For all its grandeur, inside the property it feels homely, an 18th-century gentleman’s residence. The most impressive room is the library, also known as the “Great Room”. It had been redecorated many times over the years and careful study of Adam’s original drawings and detailed paint analysis was done to bring it back to the Scottish architect’s original.
By carefully excavating the layers of paint and taking 400 samples, the original baby blue and pink paint was discovered and has been restored, says Dr Susan Jenkins, the senior curator on the project and whose voice can be heard via the free app detailing the restoration.
The gilt paint that somewhat overpowered the room previously is now gone. The restoration team discovered that although it was old, it wasn’t the original. But they have protected the gilt, painting over it rather than scraping it off, so future historians can reverse the change if they wish – a sign of just how sensitive this restoration has been.
The four south front rooms, overlooking the park and lake, have been refurbished and are filled with some of the Guinness paintings. The rest of his collection of 63 paintings, including the more prized works, hang in the unrestored North Wing.
The star of the show is the self-portrait by Rembrandt that hangs in the dining room. Guinness paid £27,000 for this – a considerable sum in the 1920s – and it’s worth the trip just to see it.
With a little detective work, original furniture by the architect has also been traced and returned. Look out for the two long seats in the entrance hall – they were originally carved in 1773 by one of Adam’s craftsmen and identified using photographs from a 1913 issue of Country Life.
Kenwood House, Hampstead, 10am-5pm daily, admission free, www.english-heritage.org.uk/kenwood
BREAKOUT: London has much planned to celebrate 300 years since the start of the Georgian period, don’t miss:
“Georgians Revealed: Life, Style and the Making of Modern Britain”
It’s said that popular fashion and culture as we know it began during the Georgian period, art galleries, museums and charities were founded and gardening, taking tea, reading magazines and shopping became popular pastimes. This exhibition brings together historic treasures and considers whether the Georgians were hedonists or cultured, riotous or polite.

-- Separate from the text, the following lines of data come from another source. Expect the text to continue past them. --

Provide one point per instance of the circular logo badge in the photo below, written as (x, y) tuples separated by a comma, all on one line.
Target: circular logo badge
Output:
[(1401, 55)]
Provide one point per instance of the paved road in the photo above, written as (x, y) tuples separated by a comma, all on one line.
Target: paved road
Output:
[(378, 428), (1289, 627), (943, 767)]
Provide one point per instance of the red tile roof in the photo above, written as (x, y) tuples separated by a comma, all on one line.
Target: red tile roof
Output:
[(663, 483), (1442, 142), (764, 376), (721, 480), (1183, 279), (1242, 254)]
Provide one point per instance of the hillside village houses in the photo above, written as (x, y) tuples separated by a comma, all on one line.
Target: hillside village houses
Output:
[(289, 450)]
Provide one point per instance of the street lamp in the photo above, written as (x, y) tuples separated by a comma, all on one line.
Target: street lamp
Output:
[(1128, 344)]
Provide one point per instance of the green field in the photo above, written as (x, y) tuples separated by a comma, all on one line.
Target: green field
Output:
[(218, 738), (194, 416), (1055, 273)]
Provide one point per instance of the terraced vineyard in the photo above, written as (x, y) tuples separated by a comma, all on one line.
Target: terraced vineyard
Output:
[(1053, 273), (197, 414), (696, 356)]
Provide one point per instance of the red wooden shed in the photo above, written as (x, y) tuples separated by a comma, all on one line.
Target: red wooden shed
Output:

British Library, London, runs until March 11. Adults £9, under 18s free.
“The First Georgians: Art and Monarch 1714-1760”
This explores the patronage and taste in the reigns of George I and II, a period of cultural, political and social change in Britain. The exhibition includes more than 300 works from the Royal Collection, with pieces taken from royal residences across the UK.
The Queens Gallery, Buckingham Palace, London. From April 11 – October 12. Entry £20 / http://www.royalcollection.org.uk
Created by Horace Walpole in the 18th Century, this is one of Britain’s finest examples of Georgian Gothic revival architecture. It was re-opened in 2012 after a £9-million restoration which including painstaking conservation of the renaissance glass. Reopens after winter closure on March 1. Adults £8.40. / www.strawberryhillhouse.org.uk
The former country home of 18th Century painter and satirist William Hogarth, this Grade I listed house was reopened in 2011 after two extensive restorations. Hogarth lived here from 1749 until his death in 1764 and his 300-year-old mulberry tree still thrives in the garden. The property includes and museum and examples of his work.